Une étude de l’Institut du cerveau (ICM) démontre que le « blanc mental », dont la définition reste débattue, possède bien des marqueurs neurophysiologiques et comportementaux tangibles et correspond à un état cérébral particulier qui diffère du vagabondage mental. Les résultats de l’étude franco-australienne, publiés dans les Proceedings of the National Academy of Sciences, remettent en question l’hypothèse selon laquelle un esprit éveillé et conscient est naturellement orienté vers un contenu que l’on puisse décrire à autrui. Le blanc mental refléterait donc de réelles interruptions du flux de pensées.
« On définit le blanc mental, ou mind blanking, comme l’absence totale de contenu mental. Pas d’image dans la tête, pas de musique entêtante, pas de pensée obsédante… rien !, détaille dans un communiqué le Dr Esteban Munoz-Musat, neurologue et ancien doctorant à l’Institut du cerveau. Cette expérience est souvent recherchée par les adeptes de la méditation ou de la pleine conscience. Toutefois, elle ne leur est pas réservée : elle semble très fréquente après un effort cognitif intense et prolongé, comme un examen universitaire, ou en cas de privation de sommeil. » Le blanc mental peut être spontané ou intentionnel. « Le mind blanking fait également partie du tableau clinique de certaines affections psychiatriques, comme le trouble anxieux généralisé. Il semble plus fréquent chez les personnes atteintes du trouble du déficit de l'attention avec ou sans hyperactivité (TDAH). L’étudier de près nous aidera peut-être à mieux cerner ces troubles », précise le chercheur.

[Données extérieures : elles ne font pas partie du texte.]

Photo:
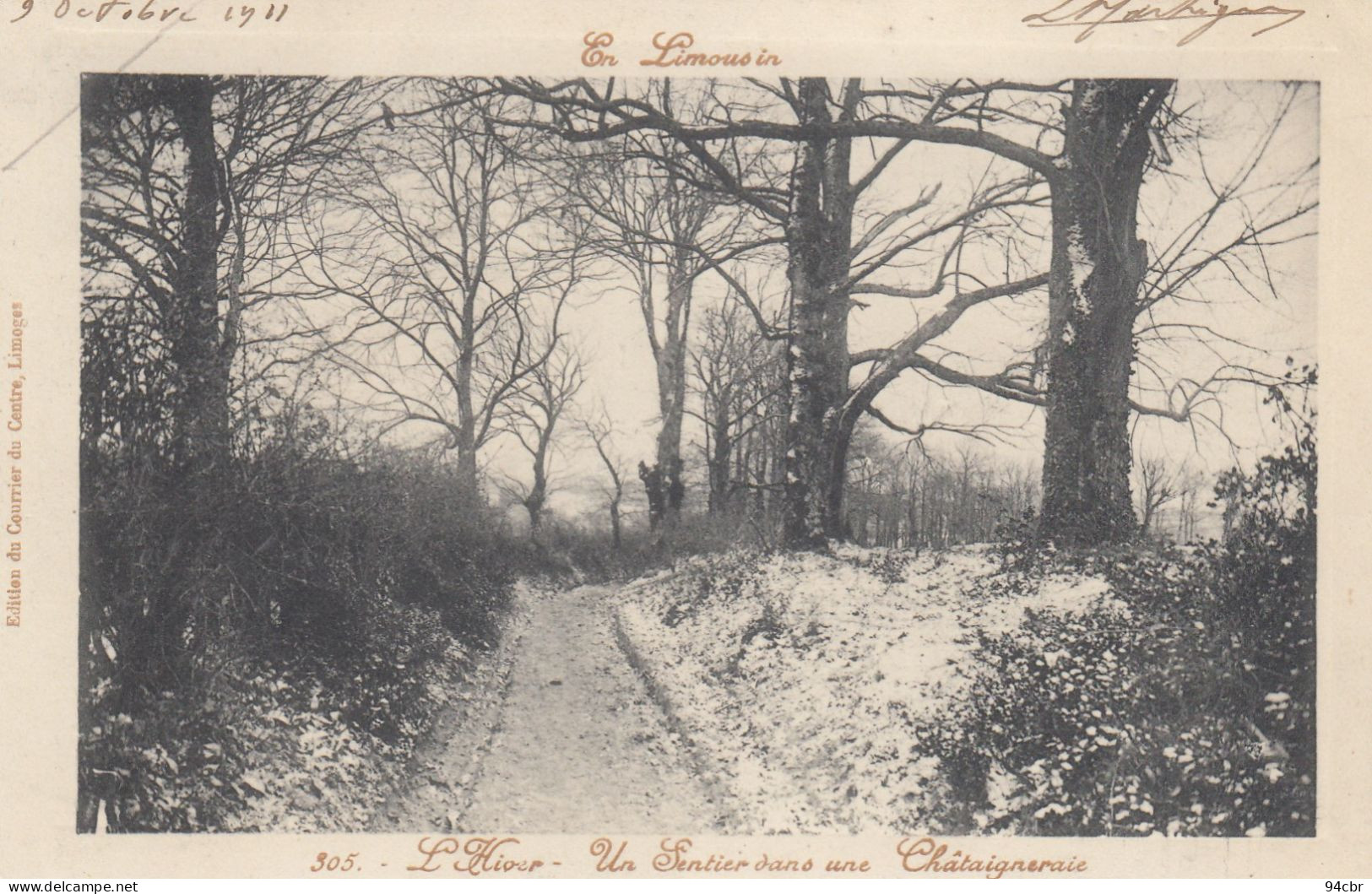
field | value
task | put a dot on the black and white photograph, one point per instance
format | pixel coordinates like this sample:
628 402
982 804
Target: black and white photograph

De brefs moments d’inconscience durant l’éveil
Quelque 62 volontaires sains ont été recrutés pour passer « des exercices cognitifs destinés à suivre les variations de leur attention au cours d’une tâche longue et fastidieuse », lit-on dans le communiqué de l’Institut. Durant ces tâches d’attention soutenue (presser un bouton en fonction du type de stimulus), leur activité mentale était enregistrée par électroencéphalographie à haute densité (hdEEG) et leur comportement surveillé.
Quand les participants vivaient des épisodes de blanc mental, les chercheurs ont pu observer une diminution de la connectivité entre des réseaux neuronaux distants et une perturbation du traitement des informations visuelles, notamment le traitement tardif (250 à 300 ms après le stimulus, une fenêtre considérée dans certains modèles comme la partie consciente du traitement visuel) qui était presque absent. De plus, les sujets se montraient légèrement somnolents, plus lents et faisaient davantage d’erreurs.
« Ces observations suggèrent que, au cours d'un épisode de blanc mental, les participants ont un accès réduit aux informations sensorielles provenant de leur environnement, explique Thomas Andrillon (Inserm), chercheur en neurosciences et dernier auteur de l’étude. Ces nouvelles données appuient une idée qui s’impose de plus en plus : être éveillé ne signifie pas nécessairement être conscient de quelque chose ! Le mind blanking correspond à une véritable interruption du flux de pensées. »
Le blanc mental serait « un événement extrêmement fréquent, au cours duquel certaines régions du cerveau entrent dans une forme de sommeil », explique Thomas Andrillon. « Nous estimons qu’il représente entre 5 et 20 % du temps d’éveil selon les individus », avance le chercheur.
Une mosaïque d’états discrets de conscience
L’étude montre aussi que, sur le plan neurophysiologique, le mind blanking est bien distinct de deux autres états mentaux : la concentration intense sur une tâche (on-task) et le vagabondage mental (mind wandering), durant lequel l’activité mentale néglige les informations en provenance de l’environnement et se concentre sur des pensées sans rapport avec le lieu, les personnes ou les événements présents.
« Nos résultats suggèrent que la structure du flux de conscience s’apparente davantage à une mosaïque d’états discrets qu’à un film mental continu », décrit le Pr Lionel Naccache (Sorbonne Université, AP-HP), neurologue. Mieux décrire le phénomène pourrait apporter des éléments de compréhension sur la richesse des expériences subjectives.
De futures recherches permettront de déterminer si le blanc mental pourrait être utilisé dans la description clinique de certains troubles neurologiques ou psychiatriques. Mais, surtout, il ouvre la porte à une meilleure connaissance de la conscience et de l’attention.